Hain Celestial Investor Relations

The total capex decreased to just under $40M (excluding acquisition-related cash flows) resulting in an adjusted operating cash flow of $104M or $1.16/share. Not as bad as feared but the company clearly didn’t come even close to the $122M in free cash flow generated in FY 2021.

We also see the company spent in excess of $400M on share repurchases and an additional $260M on acquisitions. That’s quite a hefty spending bill for a company that generated just over $120M in adjusted free cash flow and just $40M in reported free cash flow (including the working capital investments). The cash flow statement clearly shows the company added quite a bit of debt to its balance sheet as it repaid just under $400M in debt but raised $1.06B in fresh debt.

As of the end of June, the company had $66M in cash but almost $890M in debt resulting in a net debt position of in excess of $830M. While we should see a positive EBITDA contribution from the acquired assets this year, I’m a little bit cautious when I see a net debt level of in excess of 5 times EBITDA and even in excess of 4 times the adjusted EBITDA.

Adjusted EBITDA calculation

Hain Celestial Investor Relations

On top of that, the majority of the new debt on the balance sheet came from a revolving credit facility which has a floating interest rate. A 2% increase in the interest rates will increase the interest expenses by almost $12M, and even on an after-tax basis, the free cash flow would decrease by roughly $9M.

Debt Evolution

Hain Celestial Investor Relations

The outlook for the current financial year doesn’t really help

Despite the acquisitions and further streamlining of the operations, we shouldn’t expect Hain to do better this year. According to the official guidance, the company is anticipating both the adjusted revenue and adjusted EBITDA to move in a minus 1% to plus 4% range, and seeing how inflation continues to impact the operating expenses on the producer level and how it continues to erode consumer confidence, we should probably not be surprised if the company comes in at the lower end of guidance.

FY 2023 Guidance

Hain Celestial Investor Relations

Throw in the fact that the interest expenses will increase, not only because of the increasing interest rates but also because this will be the first full year Hain will have to deal with the increased gross debt level, and I’m not even sure Hain will be able to keep its free cash flow unchanged. That will depend on how the cash restructuring expenses are evolving.

Investment thesis

It will be interesting to see how the company evolves over the next few quarters. As it’s selling a premium product, it’s not unlikely to expect consumers to switch to cheaper products as only the “hardcore” health-minded consumers will stick to the premium products. It looks like Hain Celestial is trying to “buy” itself out of its lackluster performance, but despite spending in excess of a quarter of a billion on acquisitions, the EBITDA growth will be pretty low.

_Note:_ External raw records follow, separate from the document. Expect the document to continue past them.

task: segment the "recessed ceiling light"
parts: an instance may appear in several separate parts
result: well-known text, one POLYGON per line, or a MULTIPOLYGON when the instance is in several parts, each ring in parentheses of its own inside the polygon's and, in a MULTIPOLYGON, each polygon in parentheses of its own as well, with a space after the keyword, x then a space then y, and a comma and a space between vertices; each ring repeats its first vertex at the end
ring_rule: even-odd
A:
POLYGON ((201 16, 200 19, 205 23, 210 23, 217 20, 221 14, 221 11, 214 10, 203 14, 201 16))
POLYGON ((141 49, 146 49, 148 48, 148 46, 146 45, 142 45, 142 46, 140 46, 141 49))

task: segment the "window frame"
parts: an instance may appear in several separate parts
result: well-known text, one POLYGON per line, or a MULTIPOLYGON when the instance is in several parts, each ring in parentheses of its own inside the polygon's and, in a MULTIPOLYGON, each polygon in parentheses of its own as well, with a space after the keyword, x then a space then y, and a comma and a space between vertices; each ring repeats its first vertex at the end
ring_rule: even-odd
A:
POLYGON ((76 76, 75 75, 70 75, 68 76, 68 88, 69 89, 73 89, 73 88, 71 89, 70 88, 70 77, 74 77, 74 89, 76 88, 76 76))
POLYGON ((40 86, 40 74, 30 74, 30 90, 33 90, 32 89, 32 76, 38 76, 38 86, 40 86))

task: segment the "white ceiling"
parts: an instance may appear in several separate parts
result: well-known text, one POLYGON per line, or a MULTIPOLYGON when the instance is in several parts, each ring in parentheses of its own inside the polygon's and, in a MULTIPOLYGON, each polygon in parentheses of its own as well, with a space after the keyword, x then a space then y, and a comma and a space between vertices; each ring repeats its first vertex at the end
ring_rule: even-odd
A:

If it wasn’t for the much higher net debt level and the anticipated interest expense increases, I would have turned bullish on Hain based on the current valuation. But buying back stock at an average of in excess of $38/share wasn’t the smartest move, especially not when you’re planning to spend $300M on capex and acquisitions.

At this point, I’m moving to a “neutral” at best. Hain seems to have set the bar pretty low for this year, and if it fails to jump over the hurdle, the market likely won’t react well. I’m still on the sidelines, but no longer very bearish.